È ormai pacifico in dottrina e giurisprudenza che qualsiasi attività lavorativa oggettivamente configurabile come subordinata, salvo prova contraria, si presume resa a titolo oneroso. Dunque essa potrà essere ricondotta ad un diverso tipo di rapporto gratuito, non di lavoro, ma solo se il datore riesce a darne prova rigorosa.  Se invece si è in presenza di casi particolari, caratterizzati da rilevante tipicità sociale, la presunzione di onerosità cede il passo alla presunzione di gratuità.

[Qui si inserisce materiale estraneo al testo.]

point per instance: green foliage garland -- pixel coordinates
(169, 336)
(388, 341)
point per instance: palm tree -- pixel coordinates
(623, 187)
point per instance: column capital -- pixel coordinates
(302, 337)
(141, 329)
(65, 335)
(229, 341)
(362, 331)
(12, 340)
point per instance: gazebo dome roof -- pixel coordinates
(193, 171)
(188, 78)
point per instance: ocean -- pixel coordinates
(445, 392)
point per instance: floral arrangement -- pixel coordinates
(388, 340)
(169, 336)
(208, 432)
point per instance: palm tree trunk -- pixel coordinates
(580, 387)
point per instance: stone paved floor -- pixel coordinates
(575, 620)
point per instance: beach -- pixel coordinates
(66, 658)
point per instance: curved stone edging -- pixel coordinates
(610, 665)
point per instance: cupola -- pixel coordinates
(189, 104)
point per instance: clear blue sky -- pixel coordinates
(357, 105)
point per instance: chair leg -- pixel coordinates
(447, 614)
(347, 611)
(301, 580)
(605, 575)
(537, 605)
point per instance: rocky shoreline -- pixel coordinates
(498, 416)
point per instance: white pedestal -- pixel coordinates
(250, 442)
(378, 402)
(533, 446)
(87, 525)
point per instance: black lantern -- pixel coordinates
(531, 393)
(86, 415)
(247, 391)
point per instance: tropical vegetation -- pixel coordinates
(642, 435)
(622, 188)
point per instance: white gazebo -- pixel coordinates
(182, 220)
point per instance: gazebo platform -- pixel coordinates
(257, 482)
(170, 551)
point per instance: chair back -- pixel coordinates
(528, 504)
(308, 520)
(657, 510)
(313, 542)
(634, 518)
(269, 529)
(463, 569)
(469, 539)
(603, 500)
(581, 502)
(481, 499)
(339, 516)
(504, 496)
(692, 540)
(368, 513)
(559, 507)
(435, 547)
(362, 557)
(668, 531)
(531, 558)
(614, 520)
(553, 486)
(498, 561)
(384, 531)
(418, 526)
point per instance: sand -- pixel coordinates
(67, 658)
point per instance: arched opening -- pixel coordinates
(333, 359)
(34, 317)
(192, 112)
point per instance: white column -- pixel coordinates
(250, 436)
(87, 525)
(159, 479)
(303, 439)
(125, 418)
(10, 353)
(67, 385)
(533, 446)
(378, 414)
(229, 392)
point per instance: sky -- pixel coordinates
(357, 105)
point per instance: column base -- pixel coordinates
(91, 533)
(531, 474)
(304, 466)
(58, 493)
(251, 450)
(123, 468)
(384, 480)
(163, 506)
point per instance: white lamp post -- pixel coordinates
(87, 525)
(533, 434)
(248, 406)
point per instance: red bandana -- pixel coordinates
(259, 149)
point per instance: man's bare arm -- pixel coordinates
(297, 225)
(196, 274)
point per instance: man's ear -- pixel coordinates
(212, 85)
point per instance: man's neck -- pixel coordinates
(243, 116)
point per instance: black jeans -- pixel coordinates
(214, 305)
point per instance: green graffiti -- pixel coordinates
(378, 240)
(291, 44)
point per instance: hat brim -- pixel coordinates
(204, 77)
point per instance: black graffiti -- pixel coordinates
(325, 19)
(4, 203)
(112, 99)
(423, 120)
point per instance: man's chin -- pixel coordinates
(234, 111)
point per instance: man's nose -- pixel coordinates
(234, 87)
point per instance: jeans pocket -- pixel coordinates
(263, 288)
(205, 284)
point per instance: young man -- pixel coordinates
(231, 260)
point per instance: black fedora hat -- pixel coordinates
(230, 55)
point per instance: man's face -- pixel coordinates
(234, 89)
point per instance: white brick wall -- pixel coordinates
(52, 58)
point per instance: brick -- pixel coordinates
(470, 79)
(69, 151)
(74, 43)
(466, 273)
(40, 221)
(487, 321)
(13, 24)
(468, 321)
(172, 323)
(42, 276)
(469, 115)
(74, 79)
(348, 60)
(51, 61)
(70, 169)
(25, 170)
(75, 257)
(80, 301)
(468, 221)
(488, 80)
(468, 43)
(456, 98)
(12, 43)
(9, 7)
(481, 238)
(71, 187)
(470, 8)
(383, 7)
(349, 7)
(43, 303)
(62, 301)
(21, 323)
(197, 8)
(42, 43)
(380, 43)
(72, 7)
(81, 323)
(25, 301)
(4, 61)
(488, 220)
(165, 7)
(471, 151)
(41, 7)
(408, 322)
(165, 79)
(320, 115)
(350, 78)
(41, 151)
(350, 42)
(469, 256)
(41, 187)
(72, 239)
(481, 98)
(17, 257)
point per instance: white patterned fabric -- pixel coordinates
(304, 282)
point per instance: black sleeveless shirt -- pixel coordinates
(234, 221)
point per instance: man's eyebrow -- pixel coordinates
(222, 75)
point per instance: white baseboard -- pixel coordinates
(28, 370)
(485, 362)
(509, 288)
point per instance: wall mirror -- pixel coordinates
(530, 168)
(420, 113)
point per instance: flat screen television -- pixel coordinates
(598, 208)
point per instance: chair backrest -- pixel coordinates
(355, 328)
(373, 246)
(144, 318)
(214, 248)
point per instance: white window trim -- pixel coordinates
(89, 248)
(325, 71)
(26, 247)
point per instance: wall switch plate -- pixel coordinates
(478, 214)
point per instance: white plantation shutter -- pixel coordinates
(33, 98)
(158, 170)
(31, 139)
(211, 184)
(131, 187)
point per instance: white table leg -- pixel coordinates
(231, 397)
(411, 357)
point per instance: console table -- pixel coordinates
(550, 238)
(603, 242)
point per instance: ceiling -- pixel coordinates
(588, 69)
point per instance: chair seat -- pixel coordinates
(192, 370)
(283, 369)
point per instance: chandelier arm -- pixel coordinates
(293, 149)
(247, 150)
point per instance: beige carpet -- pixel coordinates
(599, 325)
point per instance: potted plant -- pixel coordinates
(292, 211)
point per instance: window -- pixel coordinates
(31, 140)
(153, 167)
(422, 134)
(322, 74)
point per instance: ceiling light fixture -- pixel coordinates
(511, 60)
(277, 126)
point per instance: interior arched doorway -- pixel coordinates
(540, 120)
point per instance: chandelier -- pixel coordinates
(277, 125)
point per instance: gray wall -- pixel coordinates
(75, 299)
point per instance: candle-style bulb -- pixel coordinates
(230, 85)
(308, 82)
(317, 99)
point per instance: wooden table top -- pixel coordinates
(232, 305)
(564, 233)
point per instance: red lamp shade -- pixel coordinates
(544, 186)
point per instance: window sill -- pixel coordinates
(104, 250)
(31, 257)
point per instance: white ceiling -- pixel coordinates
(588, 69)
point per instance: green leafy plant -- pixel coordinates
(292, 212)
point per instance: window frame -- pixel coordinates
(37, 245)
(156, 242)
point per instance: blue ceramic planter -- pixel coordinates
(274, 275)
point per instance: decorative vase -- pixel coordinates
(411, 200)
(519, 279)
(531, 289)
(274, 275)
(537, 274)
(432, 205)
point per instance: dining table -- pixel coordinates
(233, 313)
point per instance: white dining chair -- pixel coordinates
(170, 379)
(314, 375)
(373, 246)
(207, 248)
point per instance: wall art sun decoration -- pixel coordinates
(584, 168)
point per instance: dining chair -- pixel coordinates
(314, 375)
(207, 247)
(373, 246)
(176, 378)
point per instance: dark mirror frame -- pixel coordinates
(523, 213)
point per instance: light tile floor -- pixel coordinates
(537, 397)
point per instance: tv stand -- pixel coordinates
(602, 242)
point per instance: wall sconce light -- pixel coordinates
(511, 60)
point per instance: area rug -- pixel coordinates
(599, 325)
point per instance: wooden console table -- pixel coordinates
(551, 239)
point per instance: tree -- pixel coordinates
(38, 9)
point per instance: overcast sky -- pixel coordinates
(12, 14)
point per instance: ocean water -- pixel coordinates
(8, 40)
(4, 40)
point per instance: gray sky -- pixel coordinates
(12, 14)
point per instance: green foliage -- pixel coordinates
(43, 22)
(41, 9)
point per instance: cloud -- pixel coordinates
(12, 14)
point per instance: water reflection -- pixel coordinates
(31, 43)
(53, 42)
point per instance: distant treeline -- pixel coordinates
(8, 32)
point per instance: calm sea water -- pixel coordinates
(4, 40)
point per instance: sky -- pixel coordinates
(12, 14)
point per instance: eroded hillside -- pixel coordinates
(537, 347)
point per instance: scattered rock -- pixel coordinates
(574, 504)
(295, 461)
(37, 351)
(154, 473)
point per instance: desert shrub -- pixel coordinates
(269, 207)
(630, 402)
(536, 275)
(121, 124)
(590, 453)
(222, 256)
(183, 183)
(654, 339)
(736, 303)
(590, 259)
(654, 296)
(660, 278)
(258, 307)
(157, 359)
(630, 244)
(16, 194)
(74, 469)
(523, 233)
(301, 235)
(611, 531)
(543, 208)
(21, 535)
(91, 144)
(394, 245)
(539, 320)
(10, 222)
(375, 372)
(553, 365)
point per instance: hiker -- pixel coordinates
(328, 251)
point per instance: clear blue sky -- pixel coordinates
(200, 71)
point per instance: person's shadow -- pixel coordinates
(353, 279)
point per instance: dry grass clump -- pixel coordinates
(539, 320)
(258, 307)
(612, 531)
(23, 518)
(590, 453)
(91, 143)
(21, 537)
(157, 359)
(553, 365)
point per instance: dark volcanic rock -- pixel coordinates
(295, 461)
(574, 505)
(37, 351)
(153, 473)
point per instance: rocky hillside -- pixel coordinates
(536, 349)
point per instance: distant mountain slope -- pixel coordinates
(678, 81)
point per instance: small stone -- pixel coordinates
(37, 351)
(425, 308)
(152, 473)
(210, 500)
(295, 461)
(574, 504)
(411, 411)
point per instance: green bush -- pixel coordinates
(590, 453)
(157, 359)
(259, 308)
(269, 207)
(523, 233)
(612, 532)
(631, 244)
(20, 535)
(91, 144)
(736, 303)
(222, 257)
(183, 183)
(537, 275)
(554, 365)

È quello che accade per le prestazioni lavorative rese in favore di familiari: esse si presumono gratuite e non ricollegabili ad alcun rapporto di lavoro, basandosi su vincoli di affetto e solidarietà che caratterizzano il contesto familiare. Tale presunzione non è però così rigorosa da escludere in toto la configurabilità di un rapporto di lavoro di natura subordinata.

Inoltre l’INPS, rifacendosi alla normativa sul lavoro domestico, con Circolare del 19 giugno 2007, ha ribadito che “l’esistenza di vincoli di parentela o affinità tra le parti di un contratto di lavoro domestico non elude il rapporto di lavoro ed il conseguente obbligo assicurativo purché il rapporto di lavoro sia provato”.

Precedenti giurisprudenziali

A ben vedere infatti la Suprema Corte, con sentenza n°9043 del 20 aprile 2011, stabiliva che per superare la presunzione di gratuità delle prestazioni di lavoro rese in ambito familiare, la parte che faccia valere in giudizio diritti derivanti da tali rapporti deve offrire una prova rigorosa degli elementi costitutivi del rapporto di lavoro subordinato e, in particolar modo, dei requisiti indefettibili della subordinazione e dell’onerosità. La mera prestazione di attività lavorativa non è infatti sufficiente a far configurare un rapporto di lavoro come subordinato, dovendo risultare in modo inequivocabile un nesso di corrispettività tra la prestazione retributiva e quella lavorativa, caratterizzate entrambe dall’obbligatorietà, e che la prestazione lavorativa sia soggetta a direttive e controlli da parte del datore di lavoro.

La Sezione Tributaria della Cassazione, con la recente sentenza n°10246 del 27 aprile 2018, ha affermato che nel caso in cui vi sia una prestazione lavorativa fra persone legate da vincoli di parentela o affinità, in difetto della convivenza degli interessati, non opera ipso iure una presunzione di esistenza di un rapporto di lavoro subordinato a titolo oneroso: la parte che vuole far valere i diritti derivanti da tale rapporto ha l’obbligo di dimostrarne, con prova precisa e rigorosa i requisiti dell’onerosità e della subordinazione.

La decisione

La Cassazione, nel caso in esame, ha confermato la sentenza gravata rigettando il ricorso della P.C., posto che «le risultanze istruttorie non solo non hanno fornito alcun elemento per accertare il vincolo della subordinazione…, ma hanno dimostrato l’esatto contrario e cioè che l’attività della ricorrente in ambito domestico si inseriva in un ménage familiare, in cui i fratelli F. si occupavano insieme del lavoro dell’azienda agricola e la ricorrente delle faccende di casa».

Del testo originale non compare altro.